I have heard actors say that if they cannot find the explanation for who their character is in the text they will make it up.
And what is the question they most want answering? Why is this person the way they are? Does it make sense? Can I stand in front of 300 people and convince them of it?
The challenge as someone creating a character is to make sure the explanations are already there.
Q. What colour are a character’s eyes? A. I don’t care.
Q. How tall is character X? A. Unless they are nine-feet tall or can limbo under a door without effort, it doesn’t matter much to me.
Q. What do they do? A. Better, but in a lot of cases I could get by without knowing.
Seriously, I have friends I have known for 30 years and I could not tell you what colour their eyes are, or how tall they are (in feet and inches), and I am often stumped when people ask what they do for a living. This could be a boy-thing, of course.
What I do care about is whether they make me laugh, or if they’re always early or late, or they odd things they do in restaurants.
Questionnaires are sometimes taught as a good way to create a character, but I struggle. It’s not just that I can’t answer the questions, it’s the sense that I’m probably not a good writer if I can’t.
I have since found that it is enough to start with a general sense of a character and see what develops. It could be suggested that I create a questionnaire to include the laughter, lateness, and restaurant behaviour; but the interesting characteristics are different for each character, and tend to emerge in the writing.
The most useful bit of advice I heard was to use the questionnaire only after the first draft. This makes sense. But I have since discovered that it is more useful to me to interview the characters. However, this post is long enough already, so I’ll leave that to another one.

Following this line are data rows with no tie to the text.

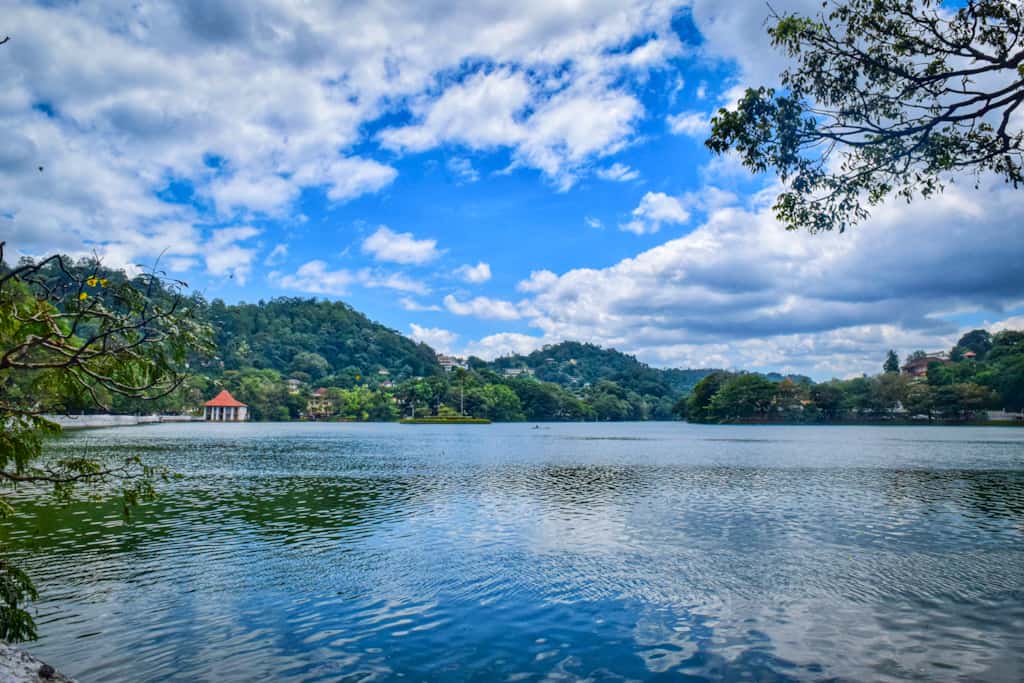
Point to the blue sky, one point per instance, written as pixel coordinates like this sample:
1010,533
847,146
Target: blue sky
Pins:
483,177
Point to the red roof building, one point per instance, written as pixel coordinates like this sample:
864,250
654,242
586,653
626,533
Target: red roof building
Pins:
224,408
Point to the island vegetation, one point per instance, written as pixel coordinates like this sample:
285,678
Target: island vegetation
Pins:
291,358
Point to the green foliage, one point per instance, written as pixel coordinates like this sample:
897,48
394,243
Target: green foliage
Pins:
328,341
892,363
886,97
743,397
698,406
73,335
978,341
952,391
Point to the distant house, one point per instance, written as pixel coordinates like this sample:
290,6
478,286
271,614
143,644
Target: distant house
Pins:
450,363
919,367
224,408
320,404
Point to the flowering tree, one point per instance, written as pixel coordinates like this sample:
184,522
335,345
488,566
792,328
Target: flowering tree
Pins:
73,333
886,97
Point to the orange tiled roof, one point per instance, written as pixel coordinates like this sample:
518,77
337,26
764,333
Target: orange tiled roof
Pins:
224,399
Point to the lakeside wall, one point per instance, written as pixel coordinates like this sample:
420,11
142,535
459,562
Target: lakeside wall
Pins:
94,421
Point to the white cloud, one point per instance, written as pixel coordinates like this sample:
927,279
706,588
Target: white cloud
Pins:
437,338
504,343
482,307
347,178
412,304
474,273
619,172
462,169
391,281
479,113
654,210
693,124
315,278
386,245
1012,323
134,98
740,291
225,257
276,255
538,281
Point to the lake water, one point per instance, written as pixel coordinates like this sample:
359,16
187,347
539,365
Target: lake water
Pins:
605,552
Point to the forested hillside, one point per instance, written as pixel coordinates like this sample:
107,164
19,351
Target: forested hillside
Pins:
316,341
576,365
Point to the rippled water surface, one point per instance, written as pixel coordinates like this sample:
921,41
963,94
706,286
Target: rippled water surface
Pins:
316,552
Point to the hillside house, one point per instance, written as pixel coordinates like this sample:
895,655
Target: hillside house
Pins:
919,367
450,363
320,404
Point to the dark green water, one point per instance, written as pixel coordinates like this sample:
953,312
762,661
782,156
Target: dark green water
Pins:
570,552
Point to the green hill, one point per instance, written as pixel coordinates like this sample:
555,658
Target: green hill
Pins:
314,340
577,365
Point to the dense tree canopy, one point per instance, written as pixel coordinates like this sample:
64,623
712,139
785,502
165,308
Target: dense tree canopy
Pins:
885,97
71,334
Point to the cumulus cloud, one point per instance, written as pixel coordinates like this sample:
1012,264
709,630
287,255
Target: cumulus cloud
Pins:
224,256
654,210
619,172
740,291
474,273
316,278
119,104
538,281
276,255
692,124
484,307
503,343
462,169
439,339
386,245
412,304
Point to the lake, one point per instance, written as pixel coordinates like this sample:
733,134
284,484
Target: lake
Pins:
509,552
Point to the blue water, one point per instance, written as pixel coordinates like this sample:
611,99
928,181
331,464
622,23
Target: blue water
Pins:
601,552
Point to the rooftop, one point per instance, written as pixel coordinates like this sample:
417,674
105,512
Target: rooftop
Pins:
224,399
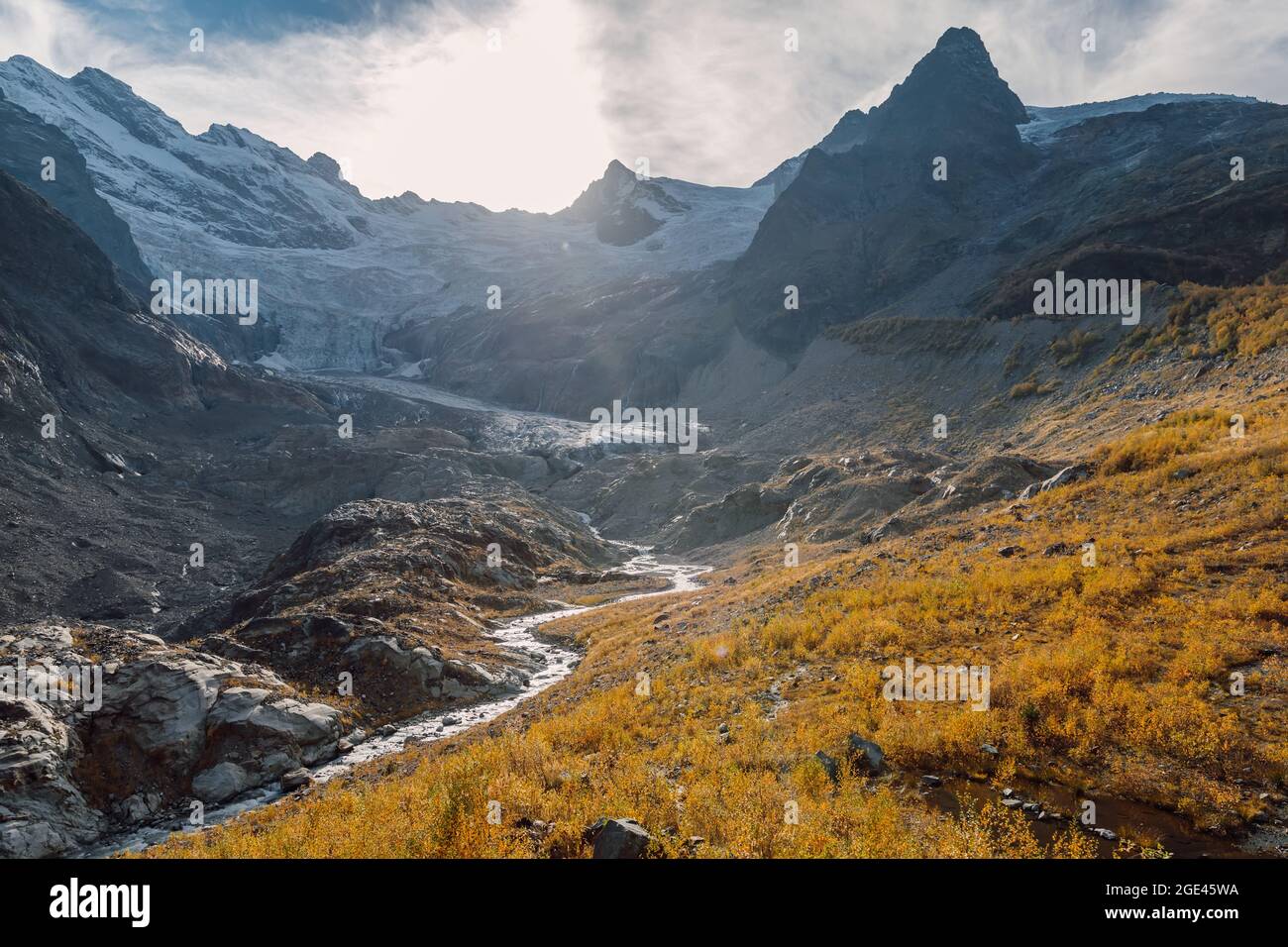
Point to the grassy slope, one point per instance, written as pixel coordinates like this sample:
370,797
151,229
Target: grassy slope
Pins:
1112,680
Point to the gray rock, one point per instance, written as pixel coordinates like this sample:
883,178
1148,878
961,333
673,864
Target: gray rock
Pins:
829,766
295,779
220,783
864,755
617,838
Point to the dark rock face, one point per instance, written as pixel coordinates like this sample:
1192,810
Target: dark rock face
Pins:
864,755
618,838
25,144
386,592
619,204
858,228
1132,195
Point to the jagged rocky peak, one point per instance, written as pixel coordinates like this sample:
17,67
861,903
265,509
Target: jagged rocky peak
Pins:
623,206
953,88
326,165
849,131
117,101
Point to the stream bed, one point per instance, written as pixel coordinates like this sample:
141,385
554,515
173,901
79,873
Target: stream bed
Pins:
432,725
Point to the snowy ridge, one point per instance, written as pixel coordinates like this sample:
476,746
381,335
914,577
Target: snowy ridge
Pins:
338,270
1044,123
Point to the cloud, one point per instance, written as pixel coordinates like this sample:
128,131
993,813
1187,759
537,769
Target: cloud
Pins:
707,91
407,95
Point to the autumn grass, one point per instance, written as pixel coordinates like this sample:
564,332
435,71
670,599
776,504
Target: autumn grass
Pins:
1154,673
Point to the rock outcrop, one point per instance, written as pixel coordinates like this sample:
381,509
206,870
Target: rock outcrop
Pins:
161,723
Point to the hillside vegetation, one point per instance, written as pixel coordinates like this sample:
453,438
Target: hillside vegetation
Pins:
1155,673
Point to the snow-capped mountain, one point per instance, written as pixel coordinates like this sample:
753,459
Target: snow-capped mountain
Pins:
338,270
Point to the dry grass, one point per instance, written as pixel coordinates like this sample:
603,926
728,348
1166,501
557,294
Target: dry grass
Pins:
1113,680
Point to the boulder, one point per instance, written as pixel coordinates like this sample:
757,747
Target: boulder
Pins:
864,755
617,838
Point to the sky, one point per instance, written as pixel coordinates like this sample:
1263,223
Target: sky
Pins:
524,102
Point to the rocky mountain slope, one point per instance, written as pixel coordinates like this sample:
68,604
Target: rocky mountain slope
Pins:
338,270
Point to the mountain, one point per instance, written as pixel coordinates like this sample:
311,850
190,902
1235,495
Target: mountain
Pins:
871,231
336,270
29,145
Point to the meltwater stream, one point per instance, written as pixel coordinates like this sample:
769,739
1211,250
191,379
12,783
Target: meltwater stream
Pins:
437,724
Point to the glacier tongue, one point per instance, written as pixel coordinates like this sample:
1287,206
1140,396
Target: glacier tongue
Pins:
335,269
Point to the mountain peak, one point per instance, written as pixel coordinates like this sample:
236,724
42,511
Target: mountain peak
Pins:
953,86
326,165
961,38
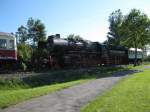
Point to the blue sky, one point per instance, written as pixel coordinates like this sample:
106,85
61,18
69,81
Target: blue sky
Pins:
87,18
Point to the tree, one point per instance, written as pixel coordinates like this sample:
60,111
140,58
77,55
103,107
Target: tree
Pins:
136,30
24,54
36,30
75,38
115,20
22,34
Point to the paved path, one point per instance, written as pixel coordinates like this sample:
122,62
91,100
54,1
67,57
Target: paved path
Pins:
68,100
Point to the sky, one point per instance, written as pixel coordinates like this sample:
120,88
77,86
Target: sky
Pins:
87,18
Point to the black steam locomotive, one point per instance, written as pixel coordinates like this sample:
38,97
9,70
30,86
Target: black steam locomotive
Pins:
65,53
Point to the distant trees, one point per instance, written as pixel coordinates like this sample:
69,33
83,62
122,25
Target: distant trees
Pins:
131,30
136,30
114,34
33,32
22,34
74,38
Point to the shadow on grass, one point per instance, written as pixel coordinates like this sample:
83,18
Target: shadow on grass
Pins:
41,79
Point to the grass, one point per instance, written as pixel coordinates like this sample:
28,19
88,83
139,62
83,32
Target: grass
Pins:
132,94
9,97
15,90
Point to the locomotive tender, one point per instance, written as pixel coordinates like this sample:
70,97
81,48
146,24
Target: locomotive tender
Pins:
66,53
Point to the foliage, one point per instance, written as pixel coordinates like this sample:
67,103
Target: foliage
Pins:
129,95
24,52
136,30
36,30
33,32
75,38
22,34
115,20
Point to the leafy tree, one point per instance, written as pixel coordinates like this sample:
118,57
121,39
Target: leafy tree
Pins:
115,20
36,30
136,30
24,52
75,38
22,34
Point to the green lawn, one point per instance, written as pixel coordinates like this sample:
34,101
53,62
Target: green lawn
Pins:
132,94
9,97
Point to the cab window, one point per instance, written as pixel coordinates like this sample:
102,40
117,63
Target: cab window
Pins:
3,43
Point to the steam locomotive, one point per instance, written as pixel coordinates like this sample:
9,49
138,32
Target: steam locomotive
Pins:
65,53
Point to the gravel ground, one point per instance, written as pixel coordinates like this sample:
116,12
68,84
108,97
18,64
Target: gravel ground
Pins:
70,99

With the limited number of words available in a synopsis characters often get reduced to a three word contraction X-but-Y. Some of mine have included, ‘ballsy but vulnerable’, ‘polite but determined’, ‘kind but neurotic’. Don Quixote might be ‘intelligent but mad’; Hamlet’s father, ‘angry but dead’; and if David Cameron were a fictional character, ‘be-suited but pink’.
Have a go.
When I was a teenager my father wrote a novel in which he included pen portraits of us. I was depicted as an American kid who said, ‘Hi!’ a lot. A few years later my sister wrote a story which included a character called Paul, who was strangely similar to me. I said to her, ‘Try writing fiction.’ But since starting to write for myself this particular dog has come back to bite me in the bum. I notice in a couple of the posts that I have said that I am writing a character based on someone I once knew, and later that I could not just take someone I had met in real life and put them in a story. So what is the truth? I don’t know. And I think that’s one of the reasons I’m struggling with that particular character. The more real she seems the less she behaves like a real character; the further away I take her, the more she loses vitality. Jack Rosenthal said that as soon as you put too much fact in a story it starts to spiral downwards; but if you can put it at one remove then in spirals upwards. Certainly, in most of the characters I have written I recognise where they have come from, but they are not 100% portraits.